# 02 - Clean and Normalize

## Overview
Standardize compounds, derive stints, attach tyre age, remove outliers.

## Inputs
- data/raw/*_laps.parquet

## Outputs
- data/interim/laps_interim.parquet
- data/interim/stints_interim.parquet

In [6]:
import sys
from pathlib import Path
sys.path.insert(0, str(Path.cwd().parent / 'src'))

import pandas as pd
from f1ts import config, io_flat, clean, validation

config.ensure_dirs()

## Load Raw Laps

In [7]:
raw_dir = config.paths()['data_raw']
laps_files = list(raw_dir.glob('*_laps.parquet'))

print(f"Found {len(laps_files)} lap files")

all_laps = []
for laps_file in laps_files:
    laps = pd.read_parquet(laps_file)
    all_laps.append(laps)
    print(f"  Loaded {laps_file.name}: {len(laps):,} laps")

laps_raw = pd.concat(all_laps, ignore_index=True)
print(f"\nTotal laps: {len(laps_raw):,}")

Found 3 lap files
  Loaded 2023_3_R_laps.parquet: 882 laps
  Loaded 2023_1_R_laps.parquet: 1,035 laps
  Loaded 2023_2_R_laps.parquet: 904 laps

Total laps: 2,821


## Transform: Clean Pipeline

In [8]:
laps_clean, stints = clean.clean_pipeline(laps_raw)

print(f"\nCleaned laps: {len(laps_clean):,}")
print(f"Stints derived: {len(stints):,}")

Starting cleaning pipeline...
✓ Standardized compounds: 2,821 laps
✓ Derived 224 stints
✓ Attached tyre age
✓ Fixed data types
Removing 288 outlier laps (10.2%)
✓ Removed outliers: 2,533 laps remaining

Cleaned laps: 2,533
Stints derived: 224


## Validate

In [9]:
# Validate schema
required_lap_cols = ['session_key', 'driver', 'lap', 'compound', 'stint_id', 'tyre_age_laps']
validation.validate_schema(laps_clean, required_lap_cols, name='laps_interim')

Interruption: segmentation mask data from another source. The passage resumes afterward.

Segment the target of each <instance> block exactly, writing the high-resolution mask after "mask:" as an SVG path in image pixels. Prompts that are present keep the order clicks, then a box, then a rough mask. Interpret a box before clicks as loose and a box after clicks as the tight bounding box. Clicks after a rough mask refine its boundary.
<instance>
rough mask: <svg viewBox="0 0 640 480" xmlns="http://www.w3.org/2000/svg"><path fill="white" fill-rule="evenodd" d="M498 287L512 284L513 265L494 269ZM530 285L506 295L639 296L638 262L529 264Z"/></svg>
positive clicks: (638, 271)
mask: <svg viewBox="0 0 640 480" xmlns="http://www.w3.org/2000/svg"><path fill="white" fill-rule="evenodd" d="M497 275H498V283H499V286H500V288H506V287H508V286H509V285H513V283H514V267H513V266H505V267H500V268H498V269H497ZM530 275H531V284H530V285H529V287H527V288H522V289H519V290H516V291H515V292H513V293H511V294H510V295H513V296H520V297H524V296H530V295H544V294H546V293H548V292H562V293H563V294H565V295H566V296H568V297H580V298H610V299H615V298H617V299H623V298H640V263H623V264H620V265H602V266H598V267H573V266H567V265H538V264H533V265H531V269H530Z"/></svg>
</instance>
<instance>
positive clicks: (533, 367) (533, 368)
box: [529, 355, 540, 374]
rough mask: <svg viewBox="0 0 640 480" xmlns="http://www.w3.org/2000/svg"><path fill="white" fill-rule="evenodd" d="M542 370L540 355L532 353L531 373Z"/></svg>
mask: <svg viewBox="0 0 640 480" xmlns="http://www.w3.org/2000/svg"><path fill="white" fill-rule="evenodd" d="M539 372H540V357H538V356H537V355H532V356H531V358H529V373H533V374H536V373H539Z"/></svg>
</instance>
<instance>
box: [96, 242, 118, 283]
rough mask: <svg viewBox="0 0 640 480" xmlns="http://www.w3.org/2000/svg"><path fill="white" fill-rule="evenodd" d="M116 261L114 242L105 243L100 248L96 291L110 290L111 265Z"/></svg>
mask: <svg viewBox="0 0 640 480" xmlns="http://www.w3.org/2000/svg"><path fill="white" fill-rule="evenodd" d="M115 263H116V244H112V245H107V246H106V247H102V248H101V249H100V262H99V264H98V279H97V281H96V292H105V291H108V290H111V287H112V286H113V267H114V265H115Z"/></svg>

# Validate no NAs in key columns
validation.assert_no_na(laps_clean, ['session_key', 'driver', 'lap', 'compound'], name='laps_interim')

# Check compounds
validation.validate_categorical(laps_clean, 'compound', set(config.VALID_COMPOUNDS), name='laps_interim')

print('\n✓ All validations passed')

✓ Schema validation passed for laps_interim
✓ No NA values in required columns for laps_interim
✓ Categorical validation passed for laps_interim.compound

✓ All validations passed


## Save

In [10]:
interim_dir = config.paths()['data_interim']

io_flat.write_parquet(laps_clean, interim_dir / 'laps_interim.parquet')
io_flat.write_parquet(stints, interim_dir / 'stints_interim.parquet')

print('\n✓ Saved interim data')

✓ Saved laps_interim.parquet: 2,533 rows, 13 cols
✓ Saved stints_interim.parquet: 224 rows, 7 cols

✓ Saved interim data


## Repro Notes

- Standardized compounds
- Derived stints based on pit stops and compound changes
- Attached tyre age
- Removed outliers using MAD
- All validations passed